The Roy Petty Show also called Hora Legal con el Abogado Roy Petty is a Spanish language television and radio show which first aired in Texas, Oklahoma, Arkansas, and Mexico on TeleAmerica television in November 1999. The show was created by the Hispanic community leader Luis de la Garza to follow his Foro 44 program. The show moved to Univision in November 2002; and it changed to a radio format in May 2012 when it began airing on Univision America radio. It also is broadcast on KTNO radio Dallas. The program is hosted by Texas Immigration Attorney Roy Petty and since June 2010 has been cohosted by Univision television personality Reyna Cavasos.

Premise
This series is a lively and informative talk show which features Texas Immigration Lawyer Roy Petty who answers caller questions about legal matters, principally immigration and consumer advocacy.
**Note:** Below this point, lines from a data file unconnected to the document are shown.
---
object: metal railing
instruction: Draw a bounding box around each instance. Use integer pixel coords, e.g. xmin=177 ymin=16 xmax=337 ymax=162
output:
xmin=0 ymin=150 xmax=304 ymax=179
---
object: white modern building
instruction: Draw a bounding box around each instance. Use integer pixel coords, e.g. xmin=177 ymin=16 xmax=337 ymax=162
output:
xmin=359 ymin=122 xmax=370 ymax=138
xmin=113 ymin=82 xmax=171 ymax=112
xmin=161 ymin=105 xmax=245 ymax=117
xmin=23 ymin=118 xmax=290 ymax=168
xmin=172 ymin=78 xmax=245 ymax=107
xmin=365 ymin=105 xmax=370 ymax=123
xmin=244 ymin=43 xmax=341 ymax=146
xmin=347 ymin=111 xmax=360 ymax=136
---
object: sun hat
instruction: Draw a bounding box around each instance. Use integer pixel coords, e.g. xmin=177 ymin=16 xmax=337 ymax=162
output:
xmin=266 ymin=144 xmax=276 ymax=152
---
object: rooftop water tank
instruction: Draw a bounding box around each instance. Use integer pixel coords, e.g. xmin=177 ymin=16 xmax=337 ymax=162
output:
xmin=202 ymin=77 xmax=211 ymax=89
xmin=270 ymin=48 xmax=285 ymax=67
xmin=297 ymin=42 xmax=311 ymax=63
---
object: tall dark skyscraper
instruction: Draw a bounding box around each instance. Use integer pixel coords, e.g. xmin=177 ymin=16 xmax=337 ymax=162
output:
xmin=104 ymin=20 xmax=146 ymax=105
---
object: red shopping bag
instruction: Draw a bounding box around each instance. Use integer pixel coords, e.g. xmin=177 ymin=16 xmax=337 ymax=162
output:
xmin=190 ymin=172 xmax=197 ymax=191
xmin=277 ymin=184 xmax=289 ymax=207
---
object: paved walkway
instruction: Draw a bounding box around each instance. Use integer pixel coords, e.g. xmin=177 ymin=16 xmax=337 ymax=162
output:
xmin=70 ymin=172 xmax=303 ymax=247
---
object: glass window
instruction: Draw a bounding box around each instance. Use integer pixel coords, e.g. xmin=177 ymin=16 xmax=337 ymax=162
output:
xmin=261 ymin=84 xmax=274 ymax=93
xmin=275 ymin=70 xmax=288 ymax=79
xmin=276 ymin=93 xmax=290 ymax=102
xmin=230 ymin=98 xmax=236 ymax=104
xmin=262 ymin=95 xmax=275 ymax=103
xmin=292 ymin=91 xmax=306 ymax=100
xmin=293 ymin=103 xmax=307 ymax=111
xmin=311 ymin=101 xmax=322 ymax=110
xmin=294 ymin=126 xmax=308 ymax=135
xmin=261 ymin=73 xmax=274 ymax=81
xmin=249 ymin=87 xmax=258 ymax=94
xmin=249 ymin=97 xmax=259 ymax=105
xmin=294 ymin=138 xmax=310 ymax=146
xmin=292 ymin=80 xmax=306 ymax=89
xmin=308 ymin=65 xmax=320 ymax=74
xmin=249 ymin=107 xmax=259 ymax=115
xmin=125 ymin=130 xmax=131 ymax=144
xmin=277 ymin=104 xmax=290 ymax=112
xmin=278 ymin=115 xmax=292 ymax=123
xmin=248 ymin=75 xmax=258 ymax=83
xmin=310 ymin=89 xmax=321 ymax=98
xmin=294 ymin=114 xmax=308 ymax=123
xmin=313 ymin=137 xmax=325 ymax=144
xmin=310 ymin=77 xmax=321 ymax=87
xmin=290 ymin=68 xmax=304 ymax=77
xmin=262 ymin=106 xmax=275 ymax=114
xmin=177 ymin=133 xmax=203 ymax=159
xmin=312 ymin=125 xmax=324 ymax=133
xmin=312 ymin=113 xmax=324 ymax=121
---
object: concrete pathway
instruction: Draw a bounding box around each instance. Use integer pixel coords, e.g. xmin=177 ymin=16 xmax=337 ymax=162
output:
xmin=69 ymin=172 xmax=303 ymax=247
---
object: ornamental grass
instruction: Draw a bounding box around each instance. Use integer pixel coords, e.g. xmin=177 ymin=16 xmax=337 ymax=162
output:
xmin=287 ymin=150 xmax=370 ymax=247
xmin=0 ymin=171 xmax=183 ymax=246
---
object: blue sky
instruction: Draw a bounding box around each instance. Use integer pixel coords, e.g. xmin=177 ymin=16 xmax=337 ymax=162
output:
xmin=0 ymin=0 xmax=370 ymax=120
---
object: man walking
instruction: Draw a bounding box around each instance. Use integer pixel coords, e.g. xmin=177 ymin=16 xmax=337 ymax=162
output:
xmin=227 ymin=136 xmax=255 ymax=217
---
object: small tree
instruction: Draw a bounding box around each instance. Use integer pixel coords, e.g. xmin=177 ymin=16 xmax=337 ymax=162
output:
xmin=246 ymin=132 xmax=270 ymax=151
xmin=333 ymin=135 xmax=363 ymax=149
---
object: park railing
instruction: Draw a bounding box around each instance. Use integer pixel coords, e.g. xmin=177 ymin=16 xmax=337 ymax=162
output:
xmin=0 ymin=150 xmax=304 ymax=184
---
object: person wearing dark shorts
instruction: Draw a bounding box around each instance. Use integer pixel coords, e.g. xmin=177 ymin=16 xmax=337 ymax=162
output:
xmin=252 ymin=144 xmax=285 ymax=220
The show's "Scams Exposed!" segment has led to judgments and criminal prosecutions against con artists who have defrauded immigrants. In March 2005, the show exposed a multimillion-dollar document fraud scam orchestrated by an undocumented Mexican Fidelina Cuevas. In 2013, the Roy Petty Show exposed fraud which led to a civil fraud judgment against Mundo Latino of Dallas and Cecilia McDaniel. As a result of the investigation, Mundo Latino filed for bankruptcy and shut down.

In April 2006, the Show organised undocumented youths to march for passage of the DREAM Act and to demonstrate in front of the Earle Cabell Federal Building and Courthouse. In September 2008, Roy Petty won a court judgment overturning the prohibition on granting citizenship to immigrants with recent DWI convictions. In April 2012, the Show urged listeners to call the White House to demand work permits for undocumented youth as a response to the failed passage of the DREAM Act. On 15 June 2012, the Obama Administration announced the creation of DACA, formally called the Deferred Action for Childhood Arrivals program.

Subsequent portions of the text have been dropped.